一般社団法人高遠石工(いしく)研究センター(伊那市)は13日、伊那市高遠町の建福寺で、江戸時代に高遠から全国に出向いた「高遠石工」の名工、守屋貞治の作品のライトアップを始めた。精緻に彫り込まれた衣のしわや、少し笑みをたたえた石仏の柔らかな表情が照らし出されている。
昨年の春と秋に続き、ライトアップは3回目。貞治の最高傑作とされる江戸後期の「西国三十三所観世音菩薩(ぼさつ)」などが夜陰に浮かび、訪れた人たちは石仏の表情に見入っていた。

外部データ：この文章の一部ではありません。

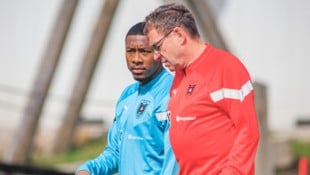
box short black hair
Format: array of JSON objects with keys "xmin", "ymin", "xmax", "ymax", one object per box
[{"xmin": 126, "ymin": 22, "xmax": 145, "ymax": 37}]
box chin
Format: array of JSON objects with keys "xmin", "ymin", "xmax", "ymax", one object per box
[{"xmin": 134, "ymin": 76, "xmax": 145, "ymax": 81}]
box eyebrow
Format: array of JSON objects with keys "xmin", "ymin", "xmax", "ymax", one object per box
[{"xmin": 126, "ymin": 48, "xmax": 152, "ymax": 52}]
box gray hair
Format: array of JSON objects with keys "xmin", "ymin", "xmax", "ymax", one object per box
[{"xmin": 144, "ymin": 3, "xmax": 200, "ymax": 38}]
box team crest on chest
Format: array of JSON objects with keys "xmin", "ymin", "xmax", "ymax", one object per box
[
  {"xmin": 136, "ymin": 99, "xmax": 150, "ymax": 118},
  {"xmin": 186, "ymin": 84, "xmax": 196, "ymax": 95}
]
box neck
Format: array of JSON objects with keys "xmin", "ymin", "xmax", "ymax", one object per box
[{"xmin": 139, "ymin": 66, "xmax": 163, "ymax": 85}]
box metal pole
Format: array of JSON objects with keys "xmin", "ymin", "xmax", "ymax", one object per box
[
  {"xmin": 53, "ymin": 0, "xmax": 120, "ymax": 153},
  {"xmin": 3, "ymin": 0, "xmax": 79, "ymax": 164},
  {"xmin": 185, "ymin": 0, "xmax": 229, "ymax": 51}
]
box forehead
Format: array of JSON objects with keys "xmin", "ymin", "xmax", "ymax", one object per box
[
  {"xmin": 126, "ymin": 35, "xmax": 150, "ymax": 47},
  {"xmin": 146, "ymin": 29, "xmax": 162, "ymax": 44}
]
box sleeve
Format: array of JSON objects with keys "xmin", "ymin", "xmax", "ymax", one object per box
[
  {"xmin": 75, "ymin": 87, "xmax": 136, "ymax": 175},
  {"xmin": 75, "ymin": 120, "xmax": 119, "ymax": 175},
  {"xmin": 213, "ymin": 58, "xmax": 260, "ymax": 174},
  {"xmin": 160, "ymin": 128, "xmax": 179, "ymax": 175}
]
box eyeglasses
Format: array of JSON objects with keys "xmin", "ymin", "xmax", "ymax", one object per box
[{"xmin": 150, "ymin": 30, "xmax": 173, "ymax": 52}]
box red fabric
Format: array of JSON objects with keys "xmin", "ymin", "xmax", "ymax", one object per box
[
  {"xmin": 169, "ymin": 44, "xmax": 260, "ymax": 175},
  {"xmin": 298, "ymin": 157, "xmax": 308, "ymax": 175}
]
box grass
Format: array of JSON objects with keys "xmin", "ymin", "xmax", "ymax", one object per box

写真撮影で訪れた市内の会社員村上耕平さん(24)は「(格子が外されているので)表情がよく見えて、雰囲気が良い」と話していた。
建福寺には40体以上の石仏があり、センター事務局長の熊谷友幸さん(62)=伊那市荒井=は「地元でこれだけ多くの石仏が見られる所はない。細かな技術や表情から貞治の神髄に触れることができる」とPRしている。
ライトアップは高遠城址(じょうし)公園の「さくら祭り」に合わせ、15日までの午後5時半〜9時に行う。センター会員によるガイドもある。